More Excerpts from
Powerplay
“There is just one other aspect of the healing process I learned, and that’s the importance of faith. There were so many times when I wanted to give in, when I wanted to walk away and give up the fight. Even worse, there were those awful moments when I doubted myself. In those moments, I thought I had lost everything that mattered most to me – my home, my work and my faith. A person doesn’t have to be religious to know hat it mean’s to lose one’s faith. And yet, without it, without some kind of support, it’s hard to go on. And many people don’t. I know. I have read their letters.

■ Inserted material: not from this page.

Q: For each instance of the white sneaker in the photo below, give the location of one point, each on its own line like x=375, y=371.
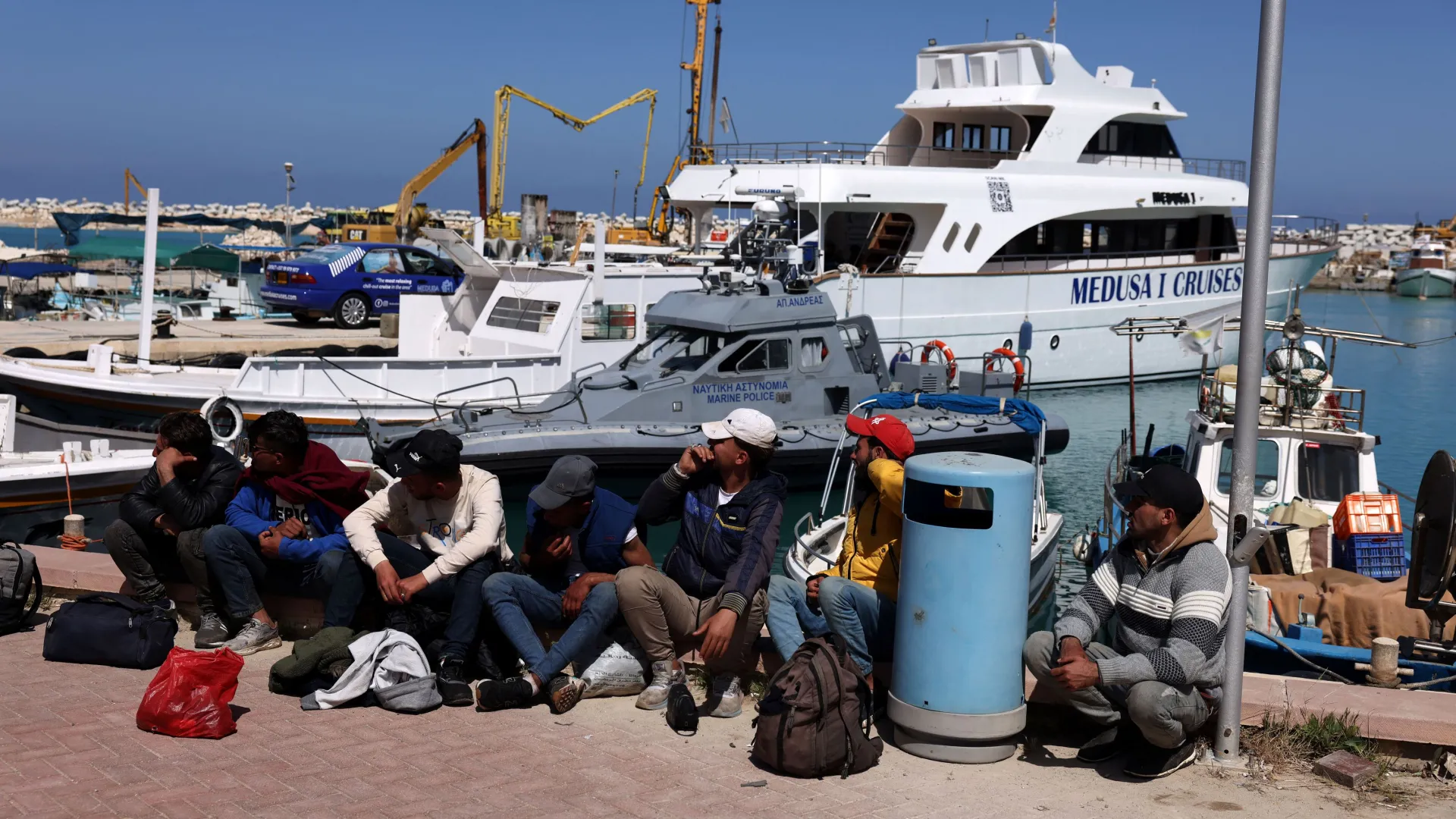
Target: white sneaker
x=654, y=697
x=726, y=697
x=255, y=637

But I did manage to go on , and in retrospect I see why. I went on because it was suggested to me that some good might come of all this. That when I was through with it, there might be something in the experience that I could salvage. That’s important, whether one hears it in a church or a psychiatrist’s office. You learn not the regret the past but to make something of it. You learn not to deny the pain but to grow from it. In that sense, telling my story was the core of my recovery. I looked at what happened to me, and then shared it with someone else. In the end, that’s how I have graduated from this experience. This book is my graduation from everything that happened to me at Bendix.”
“The emphasis for us has been more on people. For men, the emphasis has been more on careers. I’m quite content being a nurturer and believing in so many of those human values commonly attributed to women. But applied in the corporate world, these same values can work against us— unless we are careful. And I wasn’t careful enough.”